Apache Kafka – The one Stream Processor to rule them all?

If there is one statement that can be made about the current developments in the realm of distributed systems, it would probably be how most developers are turning away from a centralised, monolithic architecture and move towards a microservice architecture. This type of architecture proved itself as much more flexible and robust for the modern world where more and more software is offered as a cloud-based solution. By splitting up systems into smaller parts, they can be updated more easily and crashed services can be recovered faster. These services can be containerized with Docker, so quickly putting up and pulling down parts of the infrastructure became very easy. On most occasions it is simply less work to trash a running software instance and recreate it, than logging into the instance and trying to fix what is broken.

But how does software communicate in a system based on a microservice architecture? Here stream processors come into play. They form data pipelines between the individual services, can aggregate data from different sources and to a certain extent also store data. Apache Kafka, which was initially developed by LinkedIn, quickly became a major player in this sector after it became part of the Apache Software Foundation in 2012. At its core it works like a message queue, but the decentralized nature, as well as options for fault tolerance and redundancy, gave it an edge over other similar solutions. At the end of this blog post, Apache Kafka shall also be compared to RabbitMQ.

System Overview

Kafka calls the messages, which it stores and distributes, records. A record contains a key, a value and a timestamp. Records can be assigned to a specific topic which in turn contain several partitions. These are the individual message logs, where the records are appended to. To identify a specific record inside a partition, a sequential id is assigned to each record, which is called offset.

Figure 1: Topic with three partitions in Kafka [1]

Producers are the data sources. They have to decide to which topic and which partition they want to write their records to. Their counterpart are the consumers. Each consumer declares a consumer group name. When a record gets added to a topic, it gets published to one consumer inside each consumer group. To have all consumers receive all records, they all need to declare a different consumer group. It is important to note that the order of records can only be guaranteed for a partition, but not over multiple partitions.

Figure 2: Infrastructure of a Kafka cluster with two consumer groups [1]

A Kafka Cluster can contain multiple servers which can also be divided over multiple datacenters. The individual partitions are split between these servers. To ensure fault tolerance, partitions can be replicated to a configurable number of other servers.
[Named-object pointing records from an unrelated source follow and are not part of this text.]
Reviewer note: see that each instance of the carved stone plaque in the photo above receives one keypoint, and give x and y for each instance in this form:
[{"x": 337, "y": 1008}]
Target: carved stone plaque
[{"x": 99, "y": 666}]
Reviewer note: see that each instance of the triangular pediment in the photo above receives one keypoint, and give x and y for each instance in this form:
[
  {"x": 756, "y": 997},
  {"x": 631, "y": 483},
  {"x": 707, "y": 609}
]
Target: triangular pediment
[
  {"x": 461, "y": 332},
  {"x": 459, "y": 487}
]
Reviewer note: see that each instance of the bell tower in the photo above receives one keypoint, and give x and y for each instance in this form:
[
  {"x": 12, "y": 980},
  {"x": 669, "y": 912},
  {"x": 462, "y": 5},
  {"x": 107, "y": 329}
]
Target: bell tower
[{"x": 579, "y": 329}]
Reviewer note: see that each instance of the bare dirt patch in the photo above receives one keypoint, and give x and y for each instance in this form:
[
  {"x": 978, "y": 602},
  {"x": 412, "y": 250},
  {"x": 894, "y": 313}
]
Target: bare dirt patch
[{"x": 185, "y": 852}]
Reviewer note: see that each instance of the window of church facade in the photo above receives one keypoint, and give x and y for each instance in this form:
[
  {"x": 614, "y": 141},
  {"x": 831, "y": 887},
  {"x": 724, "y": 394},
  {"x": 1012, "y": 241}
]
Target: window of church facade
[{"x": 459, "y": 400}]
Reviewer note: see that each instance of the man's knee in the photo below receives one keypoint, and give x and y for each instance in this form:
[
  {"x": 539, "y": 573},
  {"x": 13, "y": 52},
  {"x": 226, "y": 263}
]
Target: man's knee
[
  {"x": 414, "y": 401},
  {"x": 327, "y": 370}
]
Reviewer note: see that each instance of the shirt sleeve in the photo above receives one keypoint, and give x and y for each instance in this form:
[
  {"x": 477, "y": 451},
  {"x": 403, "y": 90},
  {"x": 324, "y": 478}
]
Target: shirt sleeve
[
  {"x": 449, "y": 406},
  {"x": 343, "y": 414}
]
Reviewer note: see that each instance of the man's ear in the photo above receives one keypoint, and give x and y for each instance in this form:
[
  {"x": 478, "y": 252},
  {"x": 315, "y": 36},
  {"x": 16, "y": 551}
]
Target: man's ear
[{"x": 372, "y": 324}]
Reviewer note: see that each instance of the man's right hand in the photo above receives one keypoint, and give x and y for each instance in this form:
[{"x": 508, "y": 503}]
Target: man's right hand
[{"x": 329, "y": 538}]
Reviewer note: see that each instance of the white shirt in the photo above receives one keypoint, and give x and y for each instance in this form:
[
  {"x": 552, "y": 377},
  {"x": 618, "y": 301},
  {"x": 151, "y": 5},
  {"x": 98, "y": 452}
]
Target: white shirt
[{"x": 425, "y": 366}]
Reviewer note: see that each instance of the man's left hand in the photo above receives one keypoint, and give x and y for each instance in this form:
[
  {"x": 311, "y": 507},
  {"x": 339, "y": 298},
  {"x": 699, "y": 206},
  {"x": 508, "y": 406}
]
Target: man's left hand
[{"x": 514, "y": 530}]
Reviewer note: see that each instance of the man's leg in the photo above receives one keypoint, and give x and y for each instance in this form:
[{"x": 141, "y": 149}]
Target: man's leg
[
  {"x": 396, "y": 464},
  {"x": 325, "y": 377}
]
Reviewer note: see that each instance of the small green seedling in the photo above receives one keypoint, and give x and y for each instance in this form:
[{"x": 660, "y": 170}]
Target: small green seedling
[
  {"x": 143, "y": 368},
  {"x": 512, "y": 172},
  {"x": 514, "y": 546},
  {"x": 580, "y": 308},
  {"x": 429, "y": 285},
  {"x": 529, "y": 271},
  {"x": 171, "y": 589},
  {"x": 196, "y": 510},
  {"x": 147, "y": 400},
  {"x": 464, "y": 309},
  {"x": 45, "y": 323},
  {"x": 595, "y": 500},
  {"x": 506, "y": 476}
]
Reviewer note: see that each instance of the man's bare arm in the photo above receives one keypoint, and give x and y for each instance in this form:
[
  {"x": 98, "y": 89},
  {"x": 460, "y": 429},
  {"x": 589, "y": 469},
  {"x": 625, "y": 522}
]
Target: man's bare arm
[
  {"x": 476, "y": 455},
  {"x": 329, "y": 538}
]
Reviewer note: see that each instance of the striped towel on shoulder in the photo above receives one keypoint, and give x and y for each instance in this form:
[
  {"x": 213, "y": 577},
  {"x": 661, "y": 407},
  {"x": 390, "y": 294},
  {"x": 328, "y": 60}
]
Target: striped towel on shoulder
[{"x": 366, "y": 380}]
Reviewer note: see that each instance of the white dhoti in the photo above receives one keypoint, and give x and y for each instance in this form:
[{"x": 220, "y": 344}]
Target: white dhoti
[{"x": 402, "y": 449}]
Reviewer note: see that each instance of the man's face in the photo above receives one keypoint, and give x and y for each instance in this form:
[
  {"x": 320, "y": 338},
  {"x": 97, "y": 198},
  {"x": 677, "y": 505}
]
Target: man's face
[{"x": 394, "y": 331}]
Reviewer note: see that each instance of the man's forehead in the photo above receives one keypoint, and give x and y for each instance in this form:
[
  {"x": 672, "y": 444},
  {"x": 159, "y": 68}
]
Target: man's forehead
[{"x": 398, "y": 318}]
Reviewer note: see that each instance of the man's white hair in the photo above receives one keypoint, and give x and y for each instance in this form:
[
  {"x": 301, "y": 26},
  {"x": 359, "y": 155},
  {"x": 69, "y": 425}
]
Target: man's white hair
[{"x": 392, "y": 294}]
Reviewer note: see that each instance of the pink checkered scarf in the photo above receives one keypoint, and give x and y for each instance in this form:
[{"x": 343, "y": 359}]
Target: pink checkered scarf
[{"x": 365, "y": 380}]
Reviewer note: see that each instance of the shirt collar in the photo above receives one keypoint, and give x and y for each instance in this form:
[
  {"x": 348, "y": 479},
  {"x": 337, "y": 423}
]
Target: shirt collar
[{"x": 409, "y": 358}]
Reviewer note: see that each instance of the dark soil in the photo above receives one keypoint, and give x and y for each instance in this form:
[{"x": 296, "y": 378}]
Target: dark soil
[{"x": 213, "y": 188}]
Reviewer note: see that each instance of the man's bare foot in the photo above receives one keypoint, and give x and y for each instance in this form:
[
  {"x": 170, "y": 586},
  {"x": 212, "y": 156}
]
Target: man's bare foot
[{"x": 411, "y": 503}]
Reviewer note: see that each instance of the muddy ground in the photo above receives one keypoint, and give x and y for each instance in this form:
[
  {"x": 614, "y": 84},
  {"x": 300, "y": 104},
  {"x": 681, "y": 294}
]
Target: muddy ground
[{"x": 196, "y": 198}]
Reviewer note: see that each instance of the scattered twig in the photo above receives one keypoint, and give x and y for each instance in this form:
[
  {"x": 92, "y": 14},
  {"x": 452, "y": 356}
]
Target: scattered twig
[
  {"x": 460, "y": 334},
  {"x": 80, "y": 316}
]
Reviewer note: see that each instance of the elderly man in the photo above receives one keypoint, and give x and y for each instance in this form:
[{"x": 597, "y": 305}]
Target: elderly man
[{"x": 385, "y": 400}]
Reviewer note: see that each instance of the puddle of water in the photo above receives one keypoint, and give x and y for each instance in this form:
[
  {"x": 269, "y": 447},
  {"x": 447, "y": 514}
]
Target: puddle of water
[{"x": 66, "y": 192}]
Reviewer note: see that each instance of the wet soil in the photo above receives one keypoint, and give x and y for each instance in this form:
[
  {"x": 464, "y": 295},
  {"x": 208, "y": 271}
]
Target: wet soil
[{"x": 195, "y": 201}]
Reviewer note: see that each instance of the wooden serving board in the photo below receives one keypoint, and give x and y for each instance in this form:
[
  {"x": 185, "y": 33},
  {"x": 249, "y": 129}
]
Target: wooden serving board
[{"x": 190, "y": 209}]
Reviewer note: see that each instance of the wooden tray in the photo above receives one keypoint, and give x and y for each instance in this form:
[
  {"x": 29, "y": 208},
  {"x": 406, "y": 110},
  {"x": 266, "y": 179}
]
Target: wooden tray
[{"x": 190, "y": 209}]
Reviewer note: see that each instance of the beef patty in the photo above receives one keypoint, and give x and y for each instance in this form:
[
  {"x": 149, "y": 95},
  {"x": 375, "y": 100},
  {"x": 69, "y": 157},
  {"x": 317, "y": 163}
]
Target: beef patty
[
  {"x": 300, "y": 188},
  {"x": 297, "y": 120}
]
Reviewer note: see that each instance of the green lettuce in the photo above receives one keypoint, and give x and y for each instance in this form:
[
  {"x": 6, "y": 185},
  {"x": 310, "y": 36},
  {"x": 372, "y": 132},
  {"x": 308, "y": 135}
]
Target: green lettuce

One server remains the leader, which handles all incoming and outgoing requests. The other servers, where the partition is replicated to, are followers which only copy the changes of the leader. The leader role automatically transitions to another server, should the previous leader fail [1].

Use Cases

The maintainers of Apache Kafka list many potential use cases on their website. The main use case certainly is messaging. Like other message brokers, Kafka can help to buffer messages and separate data producers from the message processing side. The website mentions that Kafka has better throughput, built-in partitioning, replication and fault tolerance compared to most messaging systems. This makes it more reliable for large scale systems, which have to be split across multiple servers or datacenters.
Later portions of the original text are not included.